I used to have one bookmarked...on my old laptop. But I'm working with a shiny new one and am having to rebuild all my bookmarks
I can't say I see a list of mintmarks helping in this particular case. The problem is that the way we of 2022 make letters and the way it was done 'back when' is not the same AND the letters A, H, K, M, and N are the worst offenders. (Not so???) Furry Frog saw a K which struck me as reasonable looking at the bend in that right upright. H and A alternate on which is closed at the top and the number of strokes in M and N are not always clear even when coins are high grade without deposits. Recently {Citation needed}, did we not here on CT have a coin previously read as HT for Heraclea Thracia reinterpreted as AT and called Antioch? Second officina coins Antioch at one point read ANB while Amiens' only workshop reads AMB unless the middle letter is crowded and reads wrong. The point is that we really need to pay attention to style clues for tips in some cases and to keep an open mind in every case. It is safer not to know something than it is to be sure you know when the facts prove you wrong.

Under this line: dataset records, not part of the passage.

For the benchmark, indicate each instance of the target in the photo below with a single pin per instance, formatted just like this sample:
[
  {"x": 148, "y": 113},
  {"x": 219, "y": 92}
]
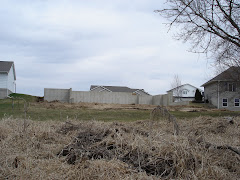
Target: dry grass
[{"x": 113, "y": 150}]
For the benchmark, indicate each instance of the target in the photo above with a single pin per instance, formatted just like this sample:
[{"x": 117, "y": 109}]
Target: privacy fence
[{"x": 67, "y": 95}]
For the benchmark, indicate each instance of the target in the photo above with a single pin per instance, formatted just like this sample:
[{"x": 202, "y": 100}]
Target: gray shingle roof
[
  {"x": 5, "y": 67},
  {"x": 117, "y": 88},
  {"x": 231, "y": 74}
]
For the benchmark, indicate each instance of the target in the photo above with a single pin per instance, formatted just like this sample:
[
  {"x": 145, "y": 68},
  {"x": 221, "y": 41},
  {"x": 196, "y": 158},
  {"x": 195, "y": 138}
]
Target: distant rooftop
[{"x": 231, "y": 74}]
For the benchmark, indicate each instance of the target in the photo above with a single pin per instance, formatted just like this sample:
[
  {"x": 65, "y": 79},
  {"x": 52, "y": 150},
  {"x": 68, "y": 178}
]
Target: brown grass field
[{"x": 206, "y": 148}]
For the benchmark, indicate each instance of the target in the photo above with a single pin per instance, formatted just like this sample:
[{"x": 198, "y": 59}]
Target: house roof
[
  {"x": 231, "y": 74},
  {"x": 184, "y": 85},
  {"x": 117, "y": 88},
  {"x": 5, "y": 67}
]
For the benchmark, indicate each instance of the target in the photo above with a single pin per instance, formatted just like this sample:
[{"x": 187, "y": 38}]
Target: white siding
[
  {"x": 190, "y": 91},
  {"x": 11, "y": 81},
  {"x": 3, "y": 80}
]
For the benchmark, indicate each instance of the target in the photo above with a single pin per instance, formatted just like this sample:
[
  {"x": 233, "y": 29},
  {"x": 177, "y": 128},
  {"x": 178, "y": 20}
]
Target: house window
[
  {"x": 225, "y": 103},
  {"x": 236, "y": 102},
  {"x": 232, "y": 87}
]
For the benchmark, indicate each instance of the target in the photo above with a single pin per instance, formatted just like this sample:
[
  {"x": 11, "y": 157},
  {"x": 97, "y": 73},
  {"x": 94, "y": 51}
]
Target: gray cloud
[{"x": 78, "y": 43}]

you need to use Helvetica's RIC guides http://www.catbikes.ch/coinstuff/coins-ric.htm scroll down to "soldiers and standards" you filter the results and it is soon what the correct mint is.
Helvetica's spreadsheets are an extraordinary time saver - I use them multiple times almost every day! The key to attributing LRBs is to regard it as a multiple choice selection between alternatives that can be narrowed down by recognizing aspects such as type, obverse, etc. The spreadsheets are a very fast way to do this - not only to present all the alternatives, but to let you narrow them down by (as Victor said) using the filters to select any bits that you can unambiguously recognize. e.g. If all you are sure about for above coin is that the mintmark starts with "dot S", then you can enter that in the mintmark column filter and it will massively narrow the choices. In this case you'll see that the only mintmarks that start with "dot S" and also end in dot are from Heraclea, and you're almost done! Even if the mintmark may appear to start as "star S" vs "dot S", the spreadsheet will show that it not one of the choices available, and a quick scan of the options would suggest "dot S" instead.
Late Roman Bronze Coinage by Carson, Hill & Kent is a handy reference for mintmarks and quick attribution. It's the first volume I reach for when working up LRBs. I note multiple copies of the paperback reprint available on eBay for ~$20. Highly recommended. [Edit] I originally wrote that this volume cross-references to RIC. It's actually RIC 10 that references LRBC numbers. My mistake. Still super-useful, handy and concise.